Le scénario, brique méthodologique de la prospective urbaine
En matière urbaine comme dans d’autres domaines, les prospectivistes procèdent souvent par scénarios. Pas tant pour décrire précisément le futur que pour donner aux décideurs publics des cadres dans lesquels organiser leur propre réflexion. C’est ainsi qu’en juin 2020, Leonard, plateforme d’innovation et de prospective du groupe VINCI, a convié une vingtaine d’institutions, entreprises et organismes de recherche à définir quatre scénarios pour la ville demain.
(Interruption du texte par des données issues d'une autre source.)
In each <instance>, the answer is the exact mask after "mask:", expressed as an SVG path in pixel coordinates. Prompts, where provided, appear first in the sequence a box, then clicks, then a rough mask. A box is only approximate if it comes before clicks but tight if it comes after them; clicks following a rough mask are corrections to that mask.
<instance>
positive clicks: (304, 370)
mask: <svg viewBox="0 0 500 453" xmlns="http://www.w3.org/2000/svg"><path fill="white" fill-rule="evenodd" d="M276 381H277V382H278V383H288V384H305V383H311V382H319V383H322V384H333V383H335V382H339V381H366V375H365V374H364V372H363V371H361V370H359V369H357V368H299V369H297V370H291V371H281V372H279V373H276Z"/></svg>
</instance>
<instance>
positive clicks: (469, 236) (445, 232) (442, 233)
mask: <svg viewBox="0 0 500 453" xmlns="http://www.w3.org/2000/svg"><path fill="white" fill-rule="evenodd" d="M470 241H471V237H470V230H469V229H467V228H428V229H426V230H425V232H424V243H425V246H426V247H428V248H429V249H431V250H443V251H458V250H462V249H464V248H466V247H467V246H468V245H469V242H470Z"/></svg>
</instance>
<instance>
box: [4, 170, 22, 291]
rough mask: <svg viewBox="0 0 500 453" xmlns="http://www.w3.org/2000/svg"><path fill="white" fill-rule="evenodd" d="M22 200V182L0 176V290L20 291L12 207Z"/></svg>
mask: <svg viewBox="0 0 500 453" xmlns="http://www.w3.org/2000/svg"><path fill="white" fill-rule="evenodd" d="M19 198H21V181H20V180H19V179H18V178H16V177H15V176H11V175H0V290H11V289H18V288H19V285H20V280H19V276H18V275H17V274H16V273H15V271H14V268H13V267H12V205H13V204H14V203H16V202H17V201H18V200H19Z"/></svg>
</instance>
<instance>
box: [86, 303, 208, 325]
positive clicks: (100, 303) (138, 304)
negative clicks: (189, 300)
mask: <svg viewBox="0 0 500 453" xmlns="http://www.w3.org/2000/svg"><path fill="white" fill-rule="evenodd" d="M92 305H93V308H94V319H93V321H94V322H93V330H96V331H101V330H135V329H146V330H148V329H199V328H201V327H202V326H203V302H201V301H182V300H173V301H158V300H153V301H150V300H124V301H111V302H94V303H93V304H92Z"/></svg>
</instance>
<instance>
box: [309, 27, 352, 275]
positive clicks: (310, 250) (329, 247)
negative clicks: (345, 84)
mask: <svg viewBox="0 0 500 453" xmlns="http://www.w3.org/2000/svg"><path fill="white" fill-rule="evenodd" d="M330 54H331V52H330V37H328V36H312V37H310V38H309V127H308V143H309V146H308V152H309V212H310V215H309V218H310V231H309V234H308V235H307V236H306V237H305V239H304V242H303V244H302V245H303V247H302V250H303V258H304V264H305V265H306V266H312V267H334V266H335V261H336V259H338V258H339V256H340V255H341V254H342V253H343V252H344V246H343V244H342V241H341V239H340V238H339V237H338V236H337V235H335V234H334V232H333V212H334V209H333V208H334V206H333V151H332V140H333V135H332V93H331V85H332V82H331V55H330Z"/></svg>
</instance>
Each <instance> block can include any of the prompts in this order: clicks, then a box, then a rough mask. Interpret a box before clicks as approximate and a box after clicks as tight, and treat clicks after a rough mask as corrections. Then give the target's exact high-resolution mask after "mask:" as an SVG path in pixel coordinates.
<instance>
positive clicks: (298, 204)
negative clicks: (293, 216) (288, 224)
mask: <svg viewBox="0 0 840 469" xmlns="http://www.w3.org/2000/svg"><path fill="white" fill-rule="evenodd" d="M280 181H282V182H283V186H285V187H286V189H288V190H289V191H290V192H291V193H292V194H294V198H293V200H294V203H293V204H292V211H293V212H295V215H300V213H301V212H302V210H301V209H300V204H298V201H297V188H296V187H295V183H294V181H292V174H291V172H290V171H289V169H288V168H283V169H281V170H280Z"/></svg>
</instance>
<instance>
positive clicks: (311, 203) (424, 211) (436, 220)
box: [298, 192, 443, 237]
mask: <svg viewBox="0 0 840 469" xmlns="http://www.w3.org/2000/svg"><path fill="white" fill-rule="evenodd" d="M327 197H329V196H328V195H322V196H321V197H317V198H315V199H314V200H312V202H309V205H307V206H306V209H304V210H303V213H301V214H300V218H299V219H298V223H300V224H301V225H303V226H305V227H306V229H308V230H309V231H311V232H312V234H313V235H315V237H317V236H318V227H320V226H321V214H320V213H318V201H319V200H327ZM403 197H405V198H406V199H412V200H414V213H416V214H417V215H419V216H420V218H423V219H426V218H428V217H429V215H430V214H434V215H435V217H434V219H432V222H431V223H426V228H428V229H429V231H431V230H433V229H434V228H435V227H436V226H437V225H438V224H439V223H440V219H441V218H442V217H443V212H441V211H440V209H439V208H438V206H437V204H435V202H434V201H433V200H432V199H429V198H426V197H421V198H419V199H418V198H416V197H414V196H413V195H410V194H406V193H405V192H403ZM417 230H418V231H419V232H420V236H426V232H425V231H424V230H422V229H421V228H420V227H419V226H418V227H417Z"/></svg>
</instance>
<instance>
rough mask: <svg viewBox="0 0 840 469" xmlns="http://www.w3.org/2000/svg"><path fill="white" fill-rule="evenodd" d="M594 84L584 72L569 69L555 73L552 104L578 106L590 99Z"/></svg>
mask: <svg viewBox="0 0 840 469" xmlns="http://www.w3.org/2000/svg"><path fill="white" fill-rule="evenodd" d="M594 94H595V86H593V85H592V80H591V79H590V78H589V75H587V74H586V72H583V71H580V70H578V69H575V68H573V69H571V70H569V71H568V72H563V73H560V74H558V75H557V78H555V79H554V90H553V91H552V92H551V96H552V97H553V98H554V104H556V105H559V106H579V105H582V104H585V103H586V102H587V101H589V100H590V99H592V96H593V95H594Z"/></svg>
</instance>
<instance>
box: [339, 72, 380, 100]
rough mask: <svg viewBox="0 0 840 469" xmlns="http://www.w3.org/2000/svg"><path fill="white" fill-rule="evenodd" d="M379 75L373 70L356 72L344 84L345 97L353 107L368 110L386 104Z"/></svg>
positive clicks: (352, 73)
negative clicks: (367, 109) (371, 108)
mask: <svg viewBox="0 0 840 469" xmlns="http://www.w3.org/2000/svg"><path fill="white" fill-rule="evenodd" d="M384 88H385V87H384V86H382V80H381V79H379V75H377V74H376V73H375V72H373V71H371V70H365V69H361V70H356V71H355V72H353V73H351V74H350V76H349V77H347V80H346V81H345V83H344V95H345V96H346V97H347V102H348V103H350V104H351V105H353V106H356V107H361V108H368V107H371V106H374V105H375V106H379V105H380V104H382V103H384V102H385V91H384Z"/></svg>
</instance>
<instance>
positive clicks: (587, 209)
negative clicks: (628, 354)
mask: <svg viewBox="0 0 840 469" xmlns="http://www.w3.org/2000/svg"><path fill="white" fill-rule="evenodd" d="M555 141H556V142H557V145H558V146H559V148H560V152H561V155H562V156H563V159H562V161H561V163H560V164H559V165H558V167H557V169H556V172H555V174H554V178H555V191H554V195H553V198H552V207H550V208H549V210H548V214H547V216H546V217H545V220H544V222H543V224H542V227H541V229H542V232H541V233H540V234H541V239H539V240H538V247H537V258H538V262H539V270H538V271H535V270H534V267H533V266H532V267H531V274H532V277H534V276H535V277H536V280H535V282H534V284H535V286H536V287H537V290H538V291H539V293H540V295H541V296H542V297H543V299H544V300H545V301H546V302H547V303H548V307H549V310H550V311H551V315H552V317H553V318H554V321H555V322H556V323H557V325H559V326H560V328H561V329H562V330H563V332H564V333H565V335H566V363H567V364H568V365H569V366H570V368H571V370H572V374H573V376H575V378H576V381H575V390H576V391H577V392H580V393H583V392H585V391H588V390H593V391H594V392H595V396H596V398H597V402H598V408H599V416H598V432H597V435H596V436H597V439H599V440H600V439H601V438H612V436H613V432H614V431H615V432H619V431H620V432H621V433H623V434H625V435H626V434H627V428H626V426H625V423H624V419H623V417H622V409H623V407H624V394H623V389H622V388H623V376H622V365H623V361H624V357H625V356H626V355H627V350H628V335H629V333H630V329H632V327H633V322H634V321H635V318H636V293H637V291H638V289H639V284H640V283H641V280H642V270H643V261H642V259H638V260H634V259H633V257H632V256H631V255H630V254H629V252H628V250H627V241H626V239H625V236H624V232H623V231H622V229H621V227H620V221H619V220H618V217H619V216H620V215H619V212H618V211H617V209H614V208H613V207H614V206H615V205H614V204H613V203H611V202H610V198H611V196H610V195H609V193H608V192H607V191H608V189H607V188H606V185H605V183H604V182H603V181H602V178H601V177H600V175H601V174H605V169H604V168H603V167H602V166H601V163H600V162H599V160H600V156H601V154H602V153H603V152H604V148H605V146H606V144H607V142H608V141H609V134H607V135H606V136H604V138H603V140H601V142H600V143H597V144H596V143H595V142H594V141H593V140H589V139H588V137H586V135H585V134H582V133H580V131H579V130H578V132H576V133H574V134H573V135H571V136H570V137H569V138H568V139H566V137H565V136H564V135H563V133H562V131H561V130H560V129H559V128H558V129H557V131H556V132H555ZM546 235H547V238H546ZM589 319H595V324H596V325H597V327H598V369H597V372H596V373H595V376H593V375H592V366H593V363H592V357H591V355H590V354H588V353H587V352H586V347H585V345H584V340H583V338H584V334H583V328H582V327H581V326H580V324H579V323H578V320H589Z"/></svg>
Une ville qui, quelle que soit l’hypothèse dessinée, est toujours, et d’abord, le reflet d’une environnement économique et social.
Scénario 1
La collaboration au service d’un regain économique local
Le télétravail étant devenu la norme, les salariés n’hésitent plus à s’installer dans des villes moyennes. Le phénomène d’exode urbain revitalise des petites villes en même temps qu’il les oblige à repenser leurs usages. Les écoles, par exemple, sont utilisées à des fins non scolaires pendant les week-ends. Les grands axes routiers bénéficient de dispositifs d’écrêtage du trafic. L’afflux de cadres à hauts revenus soulève de vrais enjeux transversaux : mobilité intercommunale, renforcement des services publics, mise en place de circuits de distribution plus soutenables. L’accélération du développement du maillage territorial se fait tout en limitant l’artificialisation des sols. Une dynamique de collaboration entre les différents acteurs se met en place : collectivités territoriales, entreprises, citoyens, collectivités régionales, administrations centrales…
Scénario 2
Exode urbain dans un contexte de stagnation économique
Les crises successives ont généré un chômage massifié. De nombreux urbains sont partis à la campagne à la recherche d’opportunités économiques que les métropoles ne garantissent plus. Le télétravail est devenu la norme chez les cadres supérieurs, creusant de profondes inégalités. Le contexte social, d’abord explosif, s’améliore au fur et à mesure que la transition écologique et la décroissance deviennent la nouvelle norme. Les mobilités de courte distance sont privilégiées, les pistes cyclables fleurissent en centre-ville. Le faible dynamisme économique réduit les déplacements longs de personnes et de marchandises. Si le chômage reste très élevé, environ à 20%, l’émergence d’activités non salariées permet d’améliorer les conditions de vie.
Scénario 3
Face aux fractures territoriales, le sursaut citoyen
Les plans de relance successifs n’arrivent pas à créer les conditions d’une croissance dynamique et durable. Les faillites d’entreprises se multiplient, les plans sociaux aussi, le chômage explose et le niveau de vie diminue. On voit émerger de nouveaux pôles économiques, démographiques et politiques territoriaux, qui attirent l’essentiel de la population, sans pour autant parvenir à fournir assez d’emplois pour tous. De nouveaux mouvements sociaux s’organisent, solidaires, très implantés localement, visant à recréer du lien social dans les plus grandes villes, de plus en plus paupérisées. Sous cette pression citoyenne, certaines métropoles sont parvenues à s’engager sur la voie d’une sobriété heureuse, d’autres pas.
Scénario 4
Emballement métropolitain sur fond de plans de relance tous azimuts
La croissance repart à la hausse, et le chômage à la baisse. Le télétravail n’est jamais devenu la norme. Les déplacements pendulaires, plus nombreux, sont de plus en plus longs. L’augmentation du prix de l’immobilier pousse les urbains à s’installer dans des périphéries sans cesse en expansion. Les grands investissements publics se concentrent en partie dans les nouvelles technologies. Dès le début de la décennie 2020, les 10 plus grandes villes étaient couvertes par la 5G. En parallèle, des grands chantiers industriels ont misé sur l’accélération de la mobilité à hydrogène, l’économie circulaire, l’énergie non carbonée. Les métropoles ont servi de courroie de transmission aux plans de relance successifs. Elles sont ultra-compétitives, accueillent une population très formée, des centres de recherches de premier plan et disposent d’importantes infrastructures. Dans cette compétition, les petites villes, malgré les aides publiques dont elles bénéficient, se sont vite retrouvées hors-jeu. Le contexte de croissance ne parvient pas à faire taire les tensions sociales suscitées par les enjeux écologiques et le creusement des fractures sociales. La crise n’est donc jamais loin.